NIAAA consumer guide on treatment options for alcohol problems: A new resource from the National Institute on Alcohol Abuse and Alcoholism (NIAAA) is designed to help individuals and families understand available treatment options for alcohol problems. The guide covers the latest evidence-based treatments and what to consider when choosing among them. “The popular concept of alcohol treatment is often limited to knowledge of 28-day inpatient rehab or 12-step programs,” said NIAAA Director George Koob, Ph.D. “In fact there are diverse treatment options of which people may be less aware, and many of which can be undertaken with minimal disruption to home and work life.” Approximately 17 million American adults have an alcohol use disorder, and one in ten children have a parent who has a drinking problem. The guide lists the signs of symptoms of alcohol problems; describes the types of professional involved in treating them; a range of treatments, including medications and behavioral treatments, and treatment settings; and offers advice for friends and family. The 15-page guide, Treatment for Alcohol Problems: Finding and Getting Help, is available on the NIAAA www.niaaa.nih.gov/news-events/news-releases/new-niaaa-resource-gives-guidance-treatment-options-alcohol-problems.

Ten-year state trends in cost of employer health insurance: Premiums and deductibles for employer-sponsored health insurance grew more slowly in 31 states and the District of Columbia between 2010 and 2013, after passage of the ACA, according to an analysis by the Commonwealth Fund that looked at 2003–2013 trends.
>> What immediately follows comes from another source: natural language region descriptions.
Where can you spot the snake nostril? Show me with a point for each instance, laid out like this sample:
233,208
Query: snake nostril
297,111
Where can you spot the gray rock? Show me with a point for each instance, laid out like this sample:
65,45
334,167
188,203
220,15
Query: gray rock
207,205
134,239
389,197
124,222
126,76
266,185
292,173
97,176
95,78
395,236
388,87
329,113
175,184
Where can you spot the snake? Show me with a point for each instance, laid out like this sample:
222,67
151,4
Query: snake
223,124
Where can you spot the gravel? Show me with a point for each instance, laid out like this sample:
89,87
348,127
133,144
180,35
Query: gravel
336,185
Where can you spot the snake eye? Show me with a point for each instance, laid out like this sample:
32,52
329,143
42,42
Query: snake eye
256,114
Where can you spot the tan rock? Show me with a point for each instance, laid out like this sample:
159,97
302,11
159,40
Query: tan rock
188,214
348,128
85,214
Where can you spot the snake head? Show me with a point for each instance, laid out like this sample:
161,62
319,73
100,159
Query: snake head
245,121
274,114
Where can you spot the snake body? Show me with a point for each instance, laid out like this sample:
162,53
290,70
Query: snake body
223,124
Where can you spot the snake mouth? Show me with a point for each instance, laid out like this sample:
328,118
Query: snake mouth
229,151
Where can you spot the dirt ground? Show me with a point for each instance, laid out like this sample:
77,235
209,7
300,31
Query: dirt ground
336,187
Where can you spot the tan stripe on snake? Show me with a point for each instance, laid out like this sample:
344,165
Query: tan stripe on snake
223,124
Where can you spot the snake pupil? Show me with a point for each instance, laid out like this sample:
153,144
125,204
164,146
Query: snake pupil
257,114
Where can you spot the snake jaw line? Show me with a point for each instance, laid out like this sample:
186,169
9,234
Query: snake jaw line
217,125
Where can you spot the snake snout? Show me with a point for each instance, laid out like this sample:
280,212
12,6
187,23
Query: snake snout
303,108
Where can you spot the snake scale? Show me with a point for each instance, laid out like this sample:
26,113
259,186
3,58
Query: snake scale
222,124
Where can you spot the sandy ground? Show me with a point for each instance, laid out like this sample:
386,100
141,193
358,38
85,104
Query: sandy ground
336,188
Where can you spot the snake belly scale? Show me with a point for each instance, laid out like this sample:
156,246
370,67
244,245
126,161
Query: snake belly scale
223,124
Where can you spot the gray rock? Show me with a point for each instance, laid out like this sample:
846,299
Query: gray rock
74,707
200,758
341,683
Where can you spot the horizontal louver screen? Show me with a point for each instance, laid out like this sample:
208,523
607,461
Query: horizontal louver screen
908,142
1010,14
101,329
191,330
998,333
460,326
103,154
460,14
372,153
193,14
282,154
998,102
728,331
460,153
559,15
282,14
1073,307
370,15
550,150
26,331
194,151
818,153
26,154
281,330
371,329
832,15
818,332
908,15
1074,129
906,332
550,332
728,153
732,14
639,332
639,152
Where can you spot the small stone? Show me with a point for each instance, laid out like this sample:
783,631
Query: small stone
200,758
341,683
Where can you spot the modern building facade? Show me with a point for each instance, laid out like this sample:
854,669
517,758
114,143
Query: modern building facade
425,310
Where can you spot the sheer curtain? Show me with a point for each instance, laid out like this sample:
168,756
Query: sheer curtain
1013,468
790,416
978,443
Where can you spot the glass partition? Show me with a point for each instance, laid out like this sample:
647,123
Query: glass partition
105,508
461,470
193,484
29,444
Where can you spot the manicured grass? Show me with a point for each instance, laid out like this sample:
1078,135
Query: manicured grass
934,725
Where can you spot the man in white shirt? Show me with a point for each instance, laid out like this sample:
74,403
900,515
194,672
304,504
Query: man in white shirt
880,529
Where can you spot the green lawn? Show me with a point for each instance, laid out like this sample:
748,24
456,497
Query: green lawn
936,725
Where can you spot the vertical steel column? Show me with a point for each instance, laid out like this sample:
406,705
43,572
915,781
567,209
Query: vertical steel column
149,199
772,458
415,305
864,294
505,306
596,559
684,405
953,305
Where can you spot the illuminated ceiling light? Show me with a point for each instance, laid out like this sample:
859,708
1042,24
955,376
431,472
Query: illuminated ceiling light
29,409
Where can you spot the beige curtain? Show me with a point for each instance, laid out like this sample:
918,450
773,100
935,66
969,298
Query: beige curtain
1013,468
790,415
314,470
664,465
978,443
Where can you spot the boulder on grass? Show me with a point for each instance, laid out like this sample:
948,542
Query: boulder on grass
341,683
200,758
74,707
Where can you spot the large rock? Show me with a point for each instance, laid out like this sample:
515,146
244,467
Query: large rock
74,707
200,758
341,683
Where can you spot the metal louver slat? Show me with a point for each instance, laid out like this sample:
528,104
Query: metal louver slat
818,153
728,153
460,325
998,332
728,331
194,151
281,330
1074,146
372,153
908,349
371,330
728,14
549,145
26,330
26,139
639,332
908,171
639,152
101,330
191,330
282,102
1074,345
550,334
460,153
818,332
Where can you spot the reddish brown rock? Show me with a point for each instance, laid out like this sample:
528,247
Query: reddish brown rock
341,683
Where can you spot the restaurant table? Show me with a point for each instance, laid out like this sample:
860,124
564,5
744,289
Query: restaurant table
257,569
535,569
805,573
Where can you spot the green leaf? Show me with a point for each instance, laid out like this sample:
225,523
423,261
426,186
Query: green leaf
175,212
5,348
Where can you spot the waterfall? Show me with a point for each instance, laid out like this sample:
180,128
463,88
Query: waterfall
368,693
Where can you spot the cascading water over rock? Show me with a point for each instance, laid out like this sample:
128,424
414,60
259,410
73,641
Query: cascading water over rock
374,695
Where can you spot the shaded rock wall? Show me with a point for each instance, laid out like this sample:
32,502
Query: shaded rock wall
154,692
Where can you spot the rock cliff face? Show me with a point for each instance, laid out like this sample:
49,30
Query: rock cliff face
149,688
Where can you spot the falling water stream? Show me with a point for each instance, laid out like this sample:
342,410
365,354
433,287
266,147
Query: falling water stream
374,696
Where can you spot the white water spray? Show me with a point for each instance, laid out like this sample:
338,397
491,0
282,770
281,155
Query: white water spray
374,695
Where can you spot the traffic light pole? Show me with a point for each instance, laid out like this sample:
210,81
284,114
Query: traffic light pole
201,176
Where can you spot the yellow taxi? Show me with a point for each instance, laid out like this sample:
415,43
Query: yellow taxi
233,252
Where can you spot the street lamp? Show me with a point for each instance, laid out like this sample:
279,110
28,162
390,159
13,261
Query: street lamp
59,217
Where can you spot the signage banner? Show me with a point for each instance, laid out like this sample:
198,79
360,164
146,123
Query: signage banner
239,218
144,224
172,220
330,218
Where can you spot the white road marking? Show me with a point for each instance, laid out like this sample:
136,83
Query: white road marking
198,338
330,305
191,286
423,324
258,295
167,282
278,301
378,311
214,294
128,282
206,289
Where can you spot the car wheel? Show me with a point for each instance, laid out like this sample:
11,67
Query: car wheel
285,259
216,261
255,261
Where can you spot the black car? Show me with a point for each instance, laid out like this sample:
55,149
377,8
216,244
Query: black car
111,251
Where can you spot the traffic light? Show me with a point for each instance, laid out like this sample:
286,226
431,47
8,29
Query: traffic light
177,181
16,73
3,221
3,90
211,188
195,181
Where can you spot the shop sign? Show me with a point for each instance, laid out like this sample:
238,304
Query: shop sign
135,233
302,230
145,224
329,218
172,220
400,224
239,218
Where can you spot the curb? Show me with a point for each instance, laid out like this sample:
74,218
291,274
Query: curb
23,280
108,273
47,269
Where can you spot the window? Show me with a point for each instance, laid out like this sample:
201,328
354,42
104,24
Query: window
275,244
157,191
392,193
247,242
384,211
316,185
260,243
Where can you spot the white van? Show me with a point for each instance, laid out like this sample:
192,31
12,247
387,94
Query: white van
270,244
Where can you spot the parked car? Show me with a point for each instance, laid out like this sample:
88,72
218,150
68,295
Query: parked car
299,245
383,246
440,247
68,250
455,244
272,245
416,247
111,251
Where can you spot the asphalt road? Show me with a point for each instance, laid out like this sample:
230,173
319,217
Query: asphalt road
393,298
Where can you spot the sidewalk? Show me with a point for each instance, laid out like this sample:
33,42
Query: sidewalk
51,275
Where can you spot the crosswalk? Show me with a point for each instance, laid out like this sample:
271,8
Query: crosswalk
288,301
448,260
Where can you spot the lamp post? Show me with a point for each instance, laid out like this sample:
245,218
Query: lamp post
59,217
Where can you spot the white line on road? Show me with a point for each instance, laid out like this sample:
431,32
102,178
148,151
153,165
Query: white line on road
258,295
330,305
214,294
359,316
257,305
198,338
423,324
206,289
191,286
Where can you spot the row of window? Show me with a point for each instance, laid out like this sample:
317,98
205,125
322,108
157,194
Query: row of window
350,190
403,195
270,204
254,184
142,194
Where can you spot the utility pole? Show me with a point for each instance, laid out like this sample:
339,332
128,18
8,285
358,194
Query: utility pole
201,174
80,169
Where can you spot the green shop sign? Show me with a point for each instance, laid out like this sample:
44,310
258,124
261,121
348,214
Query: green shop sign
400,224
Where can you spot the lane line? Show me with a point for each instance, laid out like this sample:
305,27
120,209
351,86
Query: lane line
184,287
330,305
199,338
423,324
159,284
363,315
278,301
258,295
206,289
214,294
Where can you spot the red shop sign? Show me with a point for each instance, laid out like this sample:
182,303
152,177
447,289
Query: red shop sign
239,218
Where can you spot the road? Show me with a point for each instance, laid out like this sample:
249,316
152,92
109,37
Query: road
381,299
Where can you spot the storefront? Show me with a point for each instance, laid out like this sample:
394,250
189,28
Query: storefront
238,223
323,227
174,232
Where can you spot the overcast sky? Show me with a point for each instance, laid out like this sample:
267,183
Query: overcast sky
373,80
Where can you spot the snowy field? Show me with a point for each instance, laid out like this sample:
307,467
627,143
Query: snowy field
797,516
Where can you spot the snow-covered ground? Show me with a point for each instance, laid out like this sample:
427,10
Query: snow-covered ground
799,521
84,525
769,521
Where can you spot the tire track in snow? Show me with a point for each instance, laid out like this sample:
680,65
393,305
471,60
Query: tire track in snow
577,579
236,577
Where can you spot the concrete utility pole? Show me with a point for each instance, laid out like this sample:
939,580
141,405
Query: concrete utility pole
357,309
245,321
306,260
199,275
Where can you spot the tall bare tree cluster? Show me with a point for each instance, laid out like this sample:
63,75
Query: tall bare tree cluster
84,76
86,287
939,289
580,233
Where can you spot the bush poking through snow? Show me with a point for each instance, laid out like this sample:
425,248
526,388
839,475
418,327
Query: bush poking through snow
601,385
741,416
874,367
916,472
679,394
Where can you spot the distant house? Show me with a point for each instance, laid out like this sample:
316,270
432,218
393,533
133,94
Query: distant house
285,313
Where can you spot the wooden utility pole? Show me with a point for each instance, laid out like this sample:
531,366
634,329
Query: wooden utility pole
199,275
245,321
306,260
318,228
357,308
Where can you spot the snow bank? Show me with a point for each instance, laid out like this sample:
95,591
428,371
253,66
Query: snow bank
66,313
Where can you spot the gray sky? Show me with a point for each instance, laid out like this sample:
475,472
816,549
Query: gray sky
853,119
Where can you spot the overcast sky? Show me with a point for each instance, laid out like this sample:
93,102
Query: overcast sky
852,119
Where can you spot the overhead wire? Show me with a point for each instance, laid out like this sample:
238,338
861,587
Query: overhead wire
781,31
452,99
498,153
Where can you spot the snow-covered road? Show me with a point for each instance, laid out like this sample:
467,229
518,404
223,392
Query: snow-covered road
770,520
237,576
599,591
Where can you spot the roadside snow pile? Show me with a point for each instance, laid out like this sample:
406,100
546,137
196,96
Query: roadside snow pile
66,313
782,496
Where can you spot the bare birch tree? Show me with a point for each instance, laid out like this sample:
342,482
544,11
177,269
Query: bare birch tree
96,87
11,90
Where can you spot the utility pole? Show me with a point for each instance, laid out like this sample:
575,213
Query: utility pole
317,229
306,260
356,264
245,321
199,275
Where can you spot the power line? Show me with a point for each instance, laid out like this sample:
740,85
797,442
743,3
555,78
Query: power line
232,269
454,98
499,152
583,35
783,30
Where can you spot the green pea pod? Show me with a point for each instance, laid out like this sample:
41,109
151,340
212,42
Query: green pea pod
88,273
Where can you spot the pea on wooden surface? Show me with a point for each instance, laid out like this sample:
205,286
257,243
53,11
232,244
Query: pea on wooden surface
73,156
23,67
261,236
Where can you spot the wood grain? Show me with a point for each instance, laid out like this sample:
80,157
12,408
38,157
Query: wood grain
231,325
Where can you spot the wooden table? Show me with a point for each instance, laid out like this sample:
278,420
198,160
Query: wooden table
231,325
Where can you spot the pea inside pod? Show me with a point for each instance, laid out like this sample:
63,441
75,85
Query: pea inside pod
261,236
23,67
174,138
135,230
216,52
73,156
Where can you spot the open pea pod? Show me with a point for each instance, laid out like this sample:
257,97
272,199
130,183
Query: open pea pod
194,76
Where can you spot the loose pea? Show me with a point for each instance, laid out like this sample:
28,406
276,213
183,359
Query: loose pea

However, the more modest rise in costs still exceeded growth in median income in most states over this period. In 37 states, average annual health plan premiums, including both the employer and the employee contributions, represented 20% or more of household income in 2013. In 2013, the annual total costs of employer-sponsored family coverage averaged just over $16,000, ranging from $13,477 to $14,382 in the five states with the lowest costs (Alabama, Arkansas, Idaho, Mississippi, and Hawaii) to $17,262 to $20,715 in the four highest-cost states (New Jersey, Massachusetts, New York, and Alaska) and the District of Columbia. To reduce their own cost of providing health insurance, employers have increased the amount that workers contribute to their premiums and also to their health care (through higher deductibles and copayments). In all but a handful of states, average deductibles more than doubled over the past decade for employees working in large and small firms. High deductibles are becoming the norm, according to the report. In 2003, no state had an average deductible of $1,000 or more. By 2013, average per-person deductibles exceeded $1,000 in all but three states and the District of Columbia. The 22-page report, State Trends in the Cost of Employer Health Insurance Coverage, 2003–2013, is accompanied by an interactive U.S. map showing current average premiums and ten-year trends by state. Both are available on the Commonwealth Fund site at www.commonwealthfund.org/publications/issue-briefs/2015/jan/state-trends-in-employer-coverage?omnicid=EALERT670714&mid.